The importance of this cycle in maintaining Biotin levels within the cell is evidenced by the fact that mutations in either Btd or HLCS/HCS results in a potentially lethal metabolism disorder. Autosomal recessive disorders of Biotin metabolism in humans result from Btd or HLCS/HCS activity disruption. Impairment of Biotin transport leads to MCD (Multiple Carboxylase Deficiency). A defect of Btd activity blocks Biotin release from food or food recycling after Carboxylase proteolysis. This results in a secondary Biotin deficiency, disrupting all Carboxylase activity (Ref.3). Btd deficiency include Alopecia, Organic Aciduria, Seizures, Skin rash, mild Hyperammonemia and breathing problems. Biochemical and clinical manifestations of HLCS/HCS disorder include Ketolactic Acidosis, Organic Aciduria, Hyperammonemia, Skin rash, Feeding problems, Hypotonia, Seizures, Alopecia and Coma. Biotin metabolism disorder also results in BGD (Basal Ganglia Disease). BGD is associated with destruction of caudate heads centrally and partial or complete loss of the putamen. Symptoms observed in these patients include Confusion, Lethargy progressing to Coma, Vomiting, Seizures, Dystonia, Dysarthia, Dysphagia, Quadriparesis, Ataxia, Hypertension, and Chorea (Ref.3 & 4).

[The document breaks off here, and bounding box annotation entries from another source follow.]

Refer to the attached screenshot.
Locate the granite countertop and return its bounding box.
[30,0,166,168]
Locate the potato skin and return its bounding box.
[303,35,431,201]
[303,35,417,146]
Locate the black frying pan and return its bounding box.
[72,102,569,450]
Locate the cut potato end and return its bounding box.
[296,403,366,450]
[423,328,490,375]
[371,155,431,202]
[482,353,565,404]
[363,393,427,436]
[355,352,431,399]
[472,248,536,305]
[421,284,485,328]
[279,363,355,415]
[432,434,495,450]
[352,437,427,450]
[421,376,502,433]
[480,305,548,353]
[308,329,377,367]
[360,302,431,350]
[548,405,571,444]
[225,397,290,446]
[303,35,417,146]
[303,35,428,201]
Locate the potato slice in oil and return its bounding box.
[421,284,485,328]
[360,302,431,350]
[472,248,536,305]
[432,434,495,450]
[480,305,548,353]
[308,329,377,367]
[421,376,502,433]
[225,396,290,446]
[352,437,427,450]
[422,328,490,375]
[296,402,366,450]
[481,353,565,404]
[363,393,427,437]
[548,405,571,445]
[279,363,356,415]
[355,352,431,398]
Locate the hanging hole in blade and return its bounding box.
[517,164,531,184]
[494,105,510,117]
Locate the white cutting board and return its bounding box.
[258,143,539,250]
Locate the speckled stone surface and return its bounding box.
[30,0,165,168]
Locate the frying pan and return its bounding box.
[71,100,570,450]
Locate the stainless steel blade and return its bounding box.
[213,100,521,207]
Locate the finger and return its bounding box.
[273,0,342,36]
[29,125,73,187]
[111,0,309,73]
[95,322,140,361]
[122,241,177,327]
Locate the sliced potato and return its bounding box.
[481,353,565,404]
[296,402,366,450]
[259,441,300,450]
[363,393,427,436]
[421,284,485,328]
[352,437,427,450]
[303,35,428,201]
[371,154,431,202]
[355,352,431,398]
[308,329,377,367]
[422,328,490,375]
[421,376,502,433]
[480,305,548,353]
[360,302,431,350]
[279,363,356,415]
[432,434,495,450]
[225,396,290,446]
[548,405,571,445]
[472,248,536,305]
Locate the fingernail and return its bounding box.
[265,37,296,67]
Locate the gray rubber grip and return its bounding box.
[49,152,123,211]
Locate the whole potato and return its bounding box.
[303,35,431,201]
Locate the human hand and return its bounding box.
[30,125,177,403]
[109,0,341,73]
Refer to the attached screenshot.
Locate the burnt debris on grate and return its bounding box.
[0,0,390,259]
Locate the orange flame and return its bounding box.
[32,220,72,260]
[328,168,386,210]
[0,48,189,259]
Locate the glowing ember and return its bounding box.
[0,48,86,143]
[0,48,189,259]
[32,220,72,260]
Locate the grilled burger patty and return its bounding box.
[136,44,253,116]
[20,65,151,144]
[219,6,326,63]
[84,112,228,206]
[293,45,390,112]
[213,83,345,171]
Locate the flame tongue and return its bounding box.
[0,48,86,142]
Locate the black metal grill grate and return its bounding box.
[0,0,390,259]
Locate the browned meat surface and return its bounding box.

Recent study reveals that Biotin may play a role in other cellular events in eukaryotic organisms such as transcriptional or translational regulation or enhancement of activity of different Hepatic enzymes. In these studies, Biotin appears to augment Glucokinase enzymatic activity and transcription of its gene. Thus it is proposed that Biotin has different roles in the cell from those of its function as Carboxylase cofactor. Although Biotin and its role in classical cell metabolism have been known for decades, it is only now that researchers have begun to understand the multiple functions that this Vitamin has and the versatility of the enzymes involved in its metabolism (Ref.2 & 4). It is necessary to determine the effect of Biotin during development and disease to understand the different roles of this Vitamin in the organism and to assess the real risk kof a low-Biotin diet during pregnancy. The new functional data on the activity of Btd as a Biotinyltransferase that modifies Histones and therefore potentially impact gene regulation in a more broad sense also require further study (Ref.4).